Read about how to find and fix these problems in Connection Errors.

Resource usage

This section contains information on troubleshooting performance issues related to resource utilization.

Read about detecting trace collection CPU usage and about calculating adequate resource limits for the Agent in Agent Resource Usage.

Within Datadog Agent logs, if you see error messages about rate limits or max events per second, you can change these limits by following these instructions. If you have questions, before you change the limits, consult with the Datadog support team.

Security

This section covers approaches for addressing security concerns in APM, including protecting sensitive data and managing traffic.

There are several configuration options available to scrub sensitive data or discard traces corresponding to health checks or other unwanted traffic that can be configured within the Datadog Agent, or in some languages the tracing client. For details on the options available, see Security and Agent Customization. While this offers representative examples, if you require assistance applying these options to your environment, reach out to Datadog Support.

Debugging and logging

This section explains how to use debug and startup logs to identify and resolve issues with your Datadog tracer.

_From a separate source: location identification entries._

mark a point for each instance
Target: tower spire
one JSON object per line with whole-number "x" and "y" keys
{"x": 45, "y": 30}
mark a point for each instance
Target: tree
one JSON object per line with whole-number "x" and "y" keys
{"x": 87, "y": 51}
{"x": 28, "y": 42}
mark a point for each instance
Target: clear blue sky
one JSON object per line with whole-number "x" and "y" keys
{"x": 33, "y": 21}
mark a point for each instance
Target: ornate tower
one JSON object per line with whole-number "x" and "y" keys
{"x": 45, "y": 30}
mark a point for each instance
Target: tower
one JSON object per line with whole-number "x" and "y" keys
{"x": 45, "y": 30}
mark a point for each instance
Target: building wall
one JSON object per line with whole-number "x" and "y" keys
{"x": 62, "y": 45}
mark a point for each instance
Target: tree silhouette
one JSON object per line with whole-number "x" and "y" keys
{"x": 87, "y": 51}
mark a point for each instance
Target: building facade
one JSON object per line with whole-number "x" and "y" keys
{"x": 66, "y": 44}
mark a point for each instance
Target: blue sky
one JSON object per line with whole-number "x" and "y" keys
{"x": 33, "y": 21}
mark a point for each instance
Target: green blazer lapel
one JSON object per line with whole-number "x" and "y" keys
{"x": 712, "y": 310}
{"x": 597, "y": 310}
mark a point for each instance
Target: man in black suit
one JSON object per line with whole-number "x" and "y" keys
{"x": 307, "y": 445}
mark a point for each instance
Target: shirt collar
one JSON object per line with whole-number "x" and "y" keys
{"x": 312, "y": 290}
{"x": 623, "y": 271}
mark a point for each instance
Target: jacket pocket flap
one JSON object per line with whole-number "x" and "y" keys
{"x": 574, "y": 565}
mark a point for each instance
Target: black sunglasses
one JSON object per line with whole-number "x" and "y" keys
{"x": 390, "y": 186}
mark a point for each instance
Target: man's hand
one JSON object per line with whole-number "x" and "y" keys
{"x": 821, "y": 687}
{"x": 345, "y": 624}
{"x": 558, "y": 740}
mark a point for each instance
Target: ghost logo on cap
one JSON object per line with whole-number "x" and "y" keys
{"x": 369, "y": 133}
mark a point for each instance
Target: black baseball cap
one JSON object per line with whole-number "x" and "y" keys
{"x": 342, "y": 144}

To capture full details on the Datadog tracer, enable debug mode on your tracer by using the DD_TRACE_DEBUG environment variable. You might enable it for your own investigation or if Datadog support has recommended it for triage purposes. However, be sure to disable debug logging when you are finished testing to avoid the logging overhead it introduces.

These logs can surface instrumentation errors or integration-specific errors. For details on enabling and capturing these debug logs, see the debug mode troubleshooting page.

During startup, Datadog tracing libraries emit logs that reflect the configurations applied in a JSON object, as well as any errors encountered, including if the Agent can be reached in languages where this is possible. Some languages require these startup logs to be enabled with the environment variable DD_TRACE_STARTUP_LOGS=true. For more information, see the Startup logs.

Additional support

If you still need additional support, open a ticket with Datadog Support.

When you open a support ticket, the Datadog support team may ask for the following types of information:

  1. Links to a trace or screenshots of the issue: This helps reproduce your issues for troubleshooting purposes.

  2. Tracer startup logs: Startup logs help identify tracer misconfiguration or communication issues between the tracer and the Datadog Agent. By comparing the tracer’s configuration with the application or container settings, support teams can pinpoint improperly applied settings.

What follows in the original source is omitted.